NEW ORLEANS — Mike Krzyzewski is leaving college coaching at some point in the next few days, but Duke’s Hall of Fame coach has plenty of opinions about where the sport — the industry that’s been his life’s work — is heading.
For the second day in a row, Krzyzewski used his Final Four news conference to discuss the NCAA’s changing landscape and its leadership structure.
“I think we’re all frustrated,” Krzyzewski said, one day ahead of Duke’s Final Four showdown with rival North Carolina. “And that’s good, because if you’re frustrated it means then all constituents want change.”
Frequently over the past few years, including the 10 months since he announced he would retire following this basketball season, the 75-year-old Krzyzewski has criticized a lack of leadership as the NCAA goes through what can only be described as a constitutional crisis.
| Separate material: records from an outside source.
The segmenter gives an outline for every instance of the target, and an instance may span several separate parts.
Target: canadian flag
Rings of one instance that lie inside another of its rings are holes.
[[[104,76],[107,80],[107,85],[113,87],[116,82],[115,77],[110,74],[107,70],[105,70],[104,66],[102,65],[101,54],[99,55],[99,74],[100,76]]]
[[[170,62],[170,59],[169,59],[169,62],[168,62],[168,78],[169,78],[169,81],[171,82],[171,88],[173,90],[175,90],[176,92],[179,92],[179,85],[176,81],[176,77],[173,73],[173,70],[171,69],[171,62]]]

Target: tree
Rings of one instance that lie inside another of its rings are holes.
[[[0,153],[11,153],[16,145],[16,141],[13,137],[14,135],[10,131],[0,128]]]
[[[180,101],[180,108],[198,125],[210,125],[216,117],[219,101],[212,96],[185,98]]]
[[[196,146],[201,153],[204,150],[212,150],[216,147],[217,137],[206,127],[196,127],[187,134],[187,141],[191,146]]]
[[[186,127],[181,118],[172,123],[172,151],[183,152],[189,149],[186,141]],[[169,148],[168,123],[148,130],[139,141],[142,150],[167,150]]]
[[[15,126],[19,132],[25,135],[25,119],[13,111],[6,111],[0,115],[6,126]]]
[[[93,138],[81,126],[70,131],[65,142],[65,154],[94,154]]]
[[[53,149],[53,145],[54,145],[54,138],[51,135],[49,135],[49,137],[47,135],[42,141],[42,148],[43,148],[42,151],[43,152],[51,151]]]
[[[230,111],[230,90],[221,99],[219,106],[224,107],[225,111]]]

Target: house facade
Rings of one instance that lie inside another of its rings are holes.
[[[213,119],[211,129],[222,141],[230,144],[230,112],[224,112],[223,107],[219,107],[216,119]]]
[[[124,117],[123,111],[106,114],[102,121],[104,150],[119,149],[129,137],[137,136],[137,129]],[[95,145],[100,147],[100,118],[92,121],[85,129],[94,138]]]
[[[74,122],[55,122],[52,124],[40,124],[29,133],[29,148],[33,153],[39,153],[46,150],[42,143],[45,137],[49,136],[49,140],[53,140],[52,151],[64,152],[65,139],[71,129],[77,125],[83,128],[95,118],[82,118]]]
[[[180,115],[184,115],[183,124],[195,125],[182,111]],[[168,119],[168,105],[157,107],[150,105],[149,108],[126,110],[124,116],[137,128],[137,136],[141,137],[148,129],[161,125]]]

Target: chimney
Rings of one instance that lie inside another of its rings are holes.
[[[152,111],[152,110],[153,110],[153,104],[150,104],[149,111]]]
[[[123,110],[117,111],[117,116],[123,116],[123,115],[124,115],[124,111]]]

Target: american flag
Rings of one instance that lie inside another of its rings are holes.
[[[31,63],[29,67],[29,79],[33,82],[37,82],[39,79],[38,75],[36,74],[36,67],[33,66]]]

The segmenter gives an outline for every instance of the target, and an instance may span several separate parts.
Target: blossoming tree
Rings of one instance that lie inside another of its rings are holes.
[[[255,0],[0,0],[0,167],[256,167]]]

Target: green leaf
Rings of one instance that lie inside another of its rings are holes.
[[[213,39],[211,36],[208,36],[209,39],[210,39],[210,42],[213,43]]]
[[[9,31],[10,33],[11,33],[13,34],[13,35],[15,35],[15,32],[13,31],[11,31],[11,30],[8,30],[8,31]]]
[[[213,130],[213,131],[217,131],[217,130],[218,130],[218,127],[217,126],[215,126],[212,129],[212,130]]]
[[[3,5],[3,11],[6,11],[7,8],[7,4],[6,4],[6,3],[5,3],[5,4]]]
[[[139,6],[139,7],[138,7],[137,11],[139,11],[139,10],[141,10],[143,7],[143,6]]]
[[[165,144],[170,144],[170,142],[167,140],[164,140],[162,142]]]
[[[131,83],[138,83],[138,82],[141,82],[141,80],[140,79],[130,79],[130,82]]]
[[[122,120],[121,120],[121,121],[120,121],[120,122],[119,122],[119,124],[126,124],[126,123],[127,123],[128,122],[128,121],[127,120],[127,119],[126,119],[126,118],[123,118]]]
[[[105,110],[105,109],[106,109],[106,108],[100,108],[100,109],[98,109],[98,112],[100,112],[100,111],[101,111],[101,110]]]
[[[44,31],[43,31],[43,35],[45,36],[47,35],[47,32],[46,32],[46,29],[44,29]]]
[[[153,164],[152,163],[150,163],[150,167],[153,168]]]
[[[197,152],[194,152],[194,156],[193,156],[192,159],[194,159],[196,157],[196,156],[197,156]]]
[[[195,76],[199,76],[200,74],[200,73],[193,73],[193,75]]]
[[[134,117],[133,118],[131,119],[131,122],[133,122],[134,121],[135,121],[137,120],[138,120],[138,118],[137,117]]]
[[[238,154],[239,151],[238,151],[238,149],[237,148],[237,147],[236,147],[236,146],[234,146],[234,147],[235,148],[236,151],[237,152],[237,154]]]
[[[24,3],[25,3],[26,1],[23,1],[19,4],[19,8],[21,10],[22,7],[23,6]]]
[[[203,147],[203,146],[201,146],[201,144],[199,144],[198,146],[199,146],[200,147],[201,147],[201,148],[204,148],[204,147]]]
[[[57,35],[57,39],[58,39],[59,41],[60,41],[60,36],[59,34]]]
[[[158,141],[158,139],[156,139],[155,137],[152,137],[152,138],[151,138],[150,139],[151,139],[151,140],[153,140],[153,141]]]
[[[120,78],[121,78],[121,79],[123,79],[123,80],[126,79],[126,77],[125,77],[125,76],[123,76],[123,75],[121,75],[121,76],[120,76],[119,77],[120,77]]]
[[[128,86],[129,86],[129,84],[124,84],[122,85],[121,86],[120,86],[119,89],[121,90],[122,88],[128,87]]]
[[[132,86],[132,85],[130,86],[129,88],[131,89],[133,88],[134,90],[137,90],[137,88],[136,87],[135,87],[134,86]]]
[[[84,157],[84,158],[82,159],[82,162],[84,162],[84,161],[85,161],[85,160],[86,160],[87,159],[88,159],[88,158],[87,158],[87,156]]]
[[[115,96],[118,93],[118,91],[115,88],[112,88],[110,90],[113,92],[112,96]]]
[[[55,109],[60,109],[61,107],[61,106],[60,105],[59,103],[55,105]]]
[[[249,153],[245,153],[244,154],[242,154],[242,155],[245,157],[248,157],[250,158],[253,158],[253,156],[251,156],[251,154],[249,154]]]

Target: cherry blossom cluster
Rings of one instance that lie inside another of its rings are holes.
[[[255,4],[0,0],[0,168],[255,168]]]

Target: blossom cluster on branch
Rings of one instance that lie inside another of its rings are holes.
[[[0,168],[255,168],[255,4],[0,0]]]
State legislatures around the country passed laws allowing college athletes to profit off their name, image and likeness, which previously violated NCAA amateurism rules. In response, the NCAA hurriedly changed its bylaws last July so such arrangements wouldn’t impact a player’s eligibility.
Coach K has questions
On Thursday, Krzyzewski’s Final Four news conference preceded NCAA president Mark Emmert’s annual meeting with reporters at the event where he discusses the state of college sports.
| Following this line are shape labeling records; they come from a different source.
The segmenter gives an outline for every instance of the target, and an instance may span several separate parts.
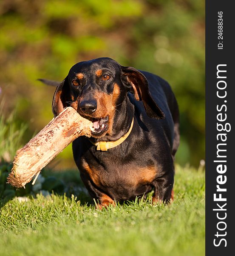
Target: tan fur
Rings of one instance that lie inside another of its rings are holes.
[[[76,75],[76,76],[78,79],[82,79],[84,77],[82,73],[78,73]]]
[[[98,70],[96,71],[96,75],[97,76],[101,76],[102,75],[102,70]]]

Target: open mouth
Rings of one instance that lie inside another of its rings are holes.
[[[93,125],[90,126],[91,134],[99,136],[107,131],[108,128],[108,116],[102,118],[100,119],[93,119]]]

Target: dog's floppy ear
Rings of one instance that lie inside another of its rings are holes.
[[[147,115],[156,119],[163,119],[165,115],[152,98],[146,78],[133,67],[122,67],[122,80],[136,100],[142,100]]]
[[[70,99],[69,87],[68,83],[68,77],[57,87],[52,100],[52,112],[54,116],[57,116],[68,106],[66,102]]]

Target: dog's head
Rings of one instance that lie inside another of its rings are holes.
[[[164,115],[153,99],[145,77],[133,67],[122,67],[108,58],[79,62],[57,86],[52,103],[55,116],[70,106],[81,116],[92,119],[92,136],[112,135],[115,115],[130,91],[142,100],[148,116],[160,119]]]

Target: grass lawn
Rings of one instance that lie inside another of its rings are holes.
[[[101,211],[82,190],[2,201],[0,255],[204,255],[204,172],[177,166],[174,191],[170,205],[149,199]]]

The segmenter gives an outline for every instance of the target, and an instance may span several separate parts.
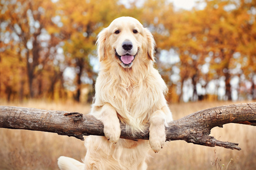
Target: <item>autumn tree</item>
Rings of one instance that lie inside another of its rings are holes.
[[[113,20],[127,12],[118,1],[60,0],[57,3],[60,23],[63,24],[60,31],[65,39],[64,53],[69,66],[75,70],[75,100],[79,101],[81,86],[85,83],[82,80],[86,78],[93,84],[95,82],[92,58],[97,55],[97,35]]]
[[[50,54],[55,52],[54,48],[59,42],[54,41],[54,35],[49,35],[47,31],[47,27],[54,24],[52,17],[55,16],[55,4],[51,1],[19,0],[2,1],[1,5],[1,19],[6,25],[3,33],[10,35],[12,43],[9,46],[18,46],[14,55],[19,58],[20,63],[13,64],[18,65],[21,73],[26,73],[27,78],[22,76],[21,84],[27,81],[28,96],[34,97],[35,87],[39,88],[36,94],[40,94],[40,86],[44,79],[37,78],[44,71],[49,61],[54,60]],[[3,56],[8,57],[6,54]]]

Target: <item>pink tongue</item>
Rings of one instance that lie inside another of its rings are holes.
[[[122,56],[121,57],[122,61],[127,65],[130,63],[134,59],[134,57],[133,56]]]

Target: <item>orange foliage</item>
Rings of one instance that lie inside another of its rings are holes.
[[[89,101],[97,75],[96,36],[114,19],[131,16],[154,36],[156,67],[170,87],[169,101],[186,95],[192,101],[221,99],[221,82],[222,99],[232,99],[236,91],[238,97],[256,99],[255,1],[205,0],[203,9],[191,11],[176,10],[167,0],[138,2],[1,1],[0,97]],[[164,50],[178,59],[166,62],[174,57],[163,57]],[[71,85],[64,76],[67,68],[75,70]],[[90,91],[86,97],[81,96],[84,88]]]

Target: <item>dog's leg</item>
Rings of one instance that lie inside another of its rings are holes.
[[[167,122],[171,120],[171,113],[167,106],[154,112],[150,117],[149,142],[156,153],[163,148],[166,139],[165,126],[167,126]]]
[[[58,159],[58,166],[61,170],[84,169],[84,164],[71,158],[60,156]]]
[[[105,136],[110,142],[116,143],[121,135],[117,111],[110,104],[105,104],[102,107],[100,119],[104,126]]]

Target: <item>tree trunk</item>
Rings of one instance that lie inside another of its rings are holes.
[[[82,81],[81,80],[81,78],[82,77],[82,70],[84,69],[84,60],[82,58],[77,58],[76,65],[77,67],[79,67],[79,72],[77,74],[77,90],[76,91],[76,94],[75,96],[75,100],[77,101],[80,101],[80,95],[81,95],[81,87],[82,85]]]
[[[229,123],[256,126],[256,103],[214,107],[171,121],[166,128],[166,140],[240,150],[237,143],[209,135],[213,128]],[[104,135],[103,124],[92,115],[14,107],[0,106],[0,128],[56,133],[81,140],[83,135]],[[121,124],[121,138],[148,139],[148,127],[135,135],[126,130],[125,125]]]

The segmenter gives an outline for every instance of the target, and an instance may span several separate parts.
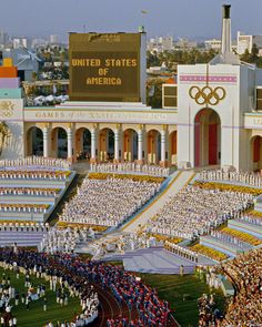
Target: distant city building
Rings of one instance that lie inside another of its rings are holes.
[[[151,38],[148,41],[147,45],[149,51],[171,51],[174,48],[174,40],[173,37],[160,37],[160,38]]]
[[[28,38],[14,38],[12,40],[13,49],[19,49],[20,47],[31,48],[31,42]]]
[[[48,42],[44,39],[33,39],[32,40],[32,48],[33,49],[37,49],[37,48],[40,48],[40,47],[46,47],[47,43]]]
[[[206,50],[213,49],[215,51],[221,50],[221,40],[219,39],[212,39],[212,40],[205,40],[204,45]],[[235,52],[236,51],[236,41],[232,41],[231,43],[231,51]]]
[[[50,44],[58,44],[59,43],[59,38],[57,34],[52,34],[49,37],[49,43]]]
[[[198,47],[195,41],[190,41],[187,38],[180,38],[179,41],[175,43],[175,48],[181,50],[191,50]]]
[[[8,43],[8,33],[0,31],[0,45],[6,45]]]
[[[206,50],[213,49],[215,51],[220,51],[221,50],[221,40],[220,39],[205,40],[204,47]]]
[[[13,64],[18,68],[18,76],[21,81],[32,81],[32,74],[39,70],[40,59],[34,52],[24,48],[6,49],[3,58],[11,58]]]
[[[167,72],[167,65],[164,62],[162,65],[150,67],[147,69],[147,74],[151,75],[161,75],[164,72]]]
[[[243,54],[245,50],[248,50],[251,53],[254,44],[256,44],[259,50],[262,50],[262,35],[246,35],[241,32],[238,32],[236,51],[239,54]]]

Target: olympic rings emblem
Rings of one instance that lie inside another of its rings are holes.
[[[216,105],[225,98],[225,90],[221,86],[216,86],[215,89],[208,85],[202,89],[199,86],[192,86],[189,90],[189,95],[200,105]]]

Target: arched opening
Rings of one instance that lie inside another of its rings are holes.
[[[53,157],[68,157],[68,134],[62,127],[56,127],[51,134],[52,156]]]
[[[253,171],[262,170],[262,136],[254,136],[251,139],[251,157]]]
[[[123,133],[123,159],[130,162],[138,160],[138,133],[132,129]]]
[[[170,163],[174,165],[178,163],[178,131],[173,131],[169,135],[169,153],[170,153]]]
[[[77,160],[89,160],[91,156],[91,132],[81,127],[75,132]]]
[[[114,133],[110,129],[103,129],[99,133],[99,161],[108,162],[114,159]]]
[[[221,122],[211,109],[201,110],[194,119],[194,165],[218,165],[221,159]]]
[[[161,160],[161,135],[157,130],[148,132],[148,163],[158,164]]]
[[[43,132],[39,127],[31,127],[27,132],[27,155],[43,155]]]

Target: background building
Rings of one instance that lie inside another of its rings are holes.
[[[241,32],[238,32],[238,53],[244,54],[245,50],[250,53],[254,44],[256,44],[259,50],[262,50],[262,35],[246,35]],[[260,55],[262,52],[260,51]]]

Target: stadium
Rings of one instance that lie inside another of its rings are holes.
[[[69,100],[0,67],[1,326],[262,326],[262,70],[222,48],[147,105],[145,32],[70,33]]]

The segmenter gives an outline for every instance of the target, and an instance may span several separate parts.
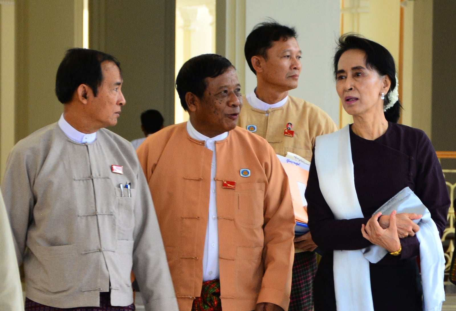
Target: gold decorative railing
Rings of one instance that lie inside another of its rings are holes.
[[[451,204],[447,216],[447,227],[443,232],[442,243],[445,252],[446,279],[450,270],[453,253],[455,251],[455,188],[456,188],[456,151],[437,151],[437,156],[442,164],[442,171],[448,187]],[[442,161],[443,160],[443,161]],[[448,168],[451,167],[454,168]]]

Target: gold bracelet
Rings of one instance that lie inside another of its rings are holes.
[[[399,244],[399,249],[398,249],[395,252],[391,252],[389,253],[390,255],[393,256],[399,256],[400,255],[401,252],[402,251],[402,244]]]

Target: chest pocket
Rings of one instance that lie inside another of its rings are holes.
[[[239,183],[236,185],[236,223],[248,227],[263,226],[264,184],[263,182]]]
[[[128,196],[128,191],[126,189],[123,189],[123,197],[119,187],[115,188],[114,191],[116,194],[115,211],[118,228],[123,230],[131,229],[135,225],[133,207],[135,195],[136,194],[135,189],[130,189],[130,197]]]

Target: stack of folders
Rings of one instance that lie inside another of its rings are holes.
[[[288,177],[296,220],[295,235],[301,235],[309,231],[309,227],[307,227],[309,220],[307,217],[307,202],[304,197],[304,192],[306,192],[307,179],[309,178],[310,162],[291,152],[287,152],[285,156],[277,156]]]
Asked if he would stick around to hear Emmert’s thoughts, Krzyzewski said he had a team to coach. But he did share questions he would ask Emmert.
“I think the very first one is, where are we going? And who is going to be in charge?” Krzyzewski said. “Not that I’m saying that he shouldn’t be. But what are we doing? What are we doing to make sure we’re taking care of all divisions that are under your roof — men, women, all sports, those that make money and those that just make men and women out of people. And probably that’s more important than the other, but you have to do that.
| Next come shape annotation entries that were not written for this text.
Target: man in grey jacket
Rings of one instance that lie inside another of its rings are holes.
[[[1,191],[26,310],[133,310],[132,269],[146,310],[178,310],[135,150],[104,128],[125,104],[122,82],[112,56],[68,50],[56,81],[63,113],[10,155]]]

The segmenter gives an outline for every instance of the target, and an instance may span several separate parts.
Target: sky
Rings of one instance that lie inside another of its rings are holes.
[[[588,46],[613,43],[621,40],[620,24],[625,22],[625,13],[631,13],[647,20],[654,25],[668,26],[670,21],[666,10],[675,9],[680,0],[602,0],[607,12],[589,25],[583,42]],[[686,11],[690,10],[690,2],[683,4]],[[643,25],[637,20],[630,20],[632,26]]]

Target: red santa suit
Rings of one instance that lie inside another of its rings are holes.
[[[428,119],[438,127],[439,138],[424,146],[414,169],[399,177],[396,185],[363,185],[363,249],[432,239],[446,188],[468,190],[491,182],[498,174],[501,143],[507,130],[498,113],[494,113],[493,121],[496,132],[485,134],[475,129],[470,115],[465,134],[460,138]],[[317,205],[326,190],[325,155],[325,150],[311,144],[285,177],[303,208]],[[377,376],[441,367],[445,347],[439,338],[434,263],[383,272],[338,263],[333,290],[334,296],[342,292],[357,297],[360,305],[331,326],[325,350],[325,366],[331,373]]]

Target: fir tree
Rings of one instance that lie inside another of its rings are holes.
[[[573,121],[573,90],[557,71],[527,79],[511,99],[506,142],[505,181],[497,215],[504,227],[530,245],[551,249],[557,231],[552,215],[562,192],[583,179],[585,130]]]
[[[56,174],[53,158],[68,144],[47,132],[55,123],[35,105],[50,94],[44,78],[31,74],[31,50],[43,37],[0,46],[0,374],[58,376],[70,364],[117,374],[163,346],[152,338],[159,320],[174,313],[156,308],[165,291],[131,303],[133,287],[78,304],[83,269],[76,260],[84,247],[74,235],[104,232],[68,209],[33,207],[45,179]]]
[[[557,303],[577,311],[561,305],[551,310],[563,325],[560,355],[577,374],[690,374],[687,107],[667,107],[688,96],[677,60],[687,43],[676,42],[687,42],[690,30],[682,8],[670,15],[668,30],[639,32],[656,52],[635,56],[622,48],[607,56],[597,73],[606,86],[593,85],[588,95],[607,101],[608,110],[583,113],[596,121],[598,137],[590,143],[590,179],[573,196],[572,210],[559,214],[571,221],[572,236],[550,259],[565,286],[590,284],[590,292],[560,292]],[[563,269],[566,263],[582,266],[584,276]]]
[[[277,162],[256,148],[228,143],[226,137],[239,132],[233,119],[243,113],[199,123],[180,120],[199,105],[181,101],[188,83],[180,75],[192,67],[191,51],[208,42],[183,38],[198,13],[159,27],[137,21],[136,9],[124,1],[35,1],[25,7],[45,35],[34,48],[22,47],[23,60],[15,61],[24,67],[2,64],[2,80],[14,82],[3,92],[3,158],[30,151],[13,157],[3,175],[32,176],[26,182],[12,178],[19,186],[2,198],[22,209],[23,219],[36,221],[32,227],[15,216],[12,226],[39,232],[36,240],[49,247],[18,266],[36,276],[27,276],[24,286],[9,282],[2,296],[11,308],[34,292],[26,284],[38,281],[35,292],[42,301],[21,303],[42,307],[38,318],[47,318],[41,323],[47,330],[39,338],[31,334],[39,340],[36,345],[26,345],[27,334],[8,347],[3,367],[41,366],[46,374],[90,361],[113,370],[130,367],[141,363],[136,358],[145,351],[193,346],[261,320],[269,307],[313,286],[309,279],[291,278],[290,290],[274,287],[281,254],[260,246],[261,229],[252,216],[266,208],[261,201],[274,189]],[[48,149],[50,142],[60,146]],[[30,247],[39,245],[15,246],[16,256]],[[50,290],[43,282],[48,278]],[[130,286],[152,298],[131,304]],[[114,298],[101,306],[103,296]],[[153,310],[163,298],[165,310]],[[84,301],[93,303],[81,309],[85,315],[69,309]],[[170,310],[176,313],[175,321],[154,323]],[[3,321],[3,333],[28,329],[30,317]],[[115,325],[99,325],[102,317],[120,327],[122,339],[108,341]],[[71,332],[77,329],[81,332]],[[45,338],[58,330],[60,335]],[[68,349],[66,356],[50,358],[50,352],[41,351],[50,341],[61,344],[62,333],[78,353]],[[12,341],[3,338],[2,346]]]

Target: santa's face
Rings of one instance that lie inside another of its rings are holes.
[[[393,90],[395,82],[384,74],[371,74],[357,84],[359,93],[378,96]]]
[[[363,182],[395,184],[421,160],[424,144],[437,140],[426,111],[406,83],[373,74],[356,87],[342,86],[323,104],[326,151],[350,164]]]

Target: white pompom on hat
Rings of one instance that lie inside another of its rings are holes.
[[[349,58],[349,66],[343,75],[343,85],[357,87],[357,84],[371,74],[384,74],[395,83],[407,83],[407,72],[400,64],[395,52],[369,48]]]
“So there’s balance. And we’re understanding that everyone cannot be treated the same. That doesn’t mean that everyone’s not treated fairly. And it’s a new day that should have been a new day decades ago. So we’ve got a lot to make up for.”
That last comment is one that Krzyzewski has frequently trotted out. He said changes should have been made the NCAA incrementally over the past 30 years that would have been easier to digest. Instead, the organization is going through massive changes all at once, including NIL but also the new transfer rules which allow, in most cases, players to change schools without sitting out a season of competition.
Mark Emmert responds
A new constitution was drawn up last year and approved earlier this year.
“That’s nerve-racking and angst-filled, but it’s also very exciting,” Emmert said. “And I think it’s going to provide some key opportunities for students. And at the end of the day that’s the single most important thing here.”
Emmert was then asked about Krzyzewski’s question — Where are we going? — and provided an answer.
“We’re at a place of a huge disjuncture, if you will, around college sports,” Emmert said. “This is just my opinion, we have a relatively short window of time during which the schools, especially in Division I, need to decide what they want — and this is where Congress needs to come in as well — what they want the relationship between student-athletes and their schools to be, what the governance structures can be currently in the legal environment, and similarly how the rules and structures at a national level, at a divisional level, at a conference level, can be made and should be made.”
A 1969 West Point graduate who retired from his Army commission in 1974 as a captain, Krzyzewski suggested the NCAA fall back on the military’s approach to handling issues, which isn’t so much top down.
“A squad leader takes care of what’s happening in the squad,” Krzyzewski said. “A company commander takes care — the general doesn’t take care of all of those things because then that general is covered with minutia. It’s not minutia at the squad level because it can end up being something big.
“I hope I make a little bit of sense. I’m not blasting anybody. I’m saying, come on, do this the right way, though. And I don’t see it happening that way. And the only way you do that is to understand the people on the ground.
“You have got to listen to the coaches of each of these sports. They represent the players. OK? And know what’s happening. Otherwise, you have absent congressmen who never know what the hell’s happening in their district.”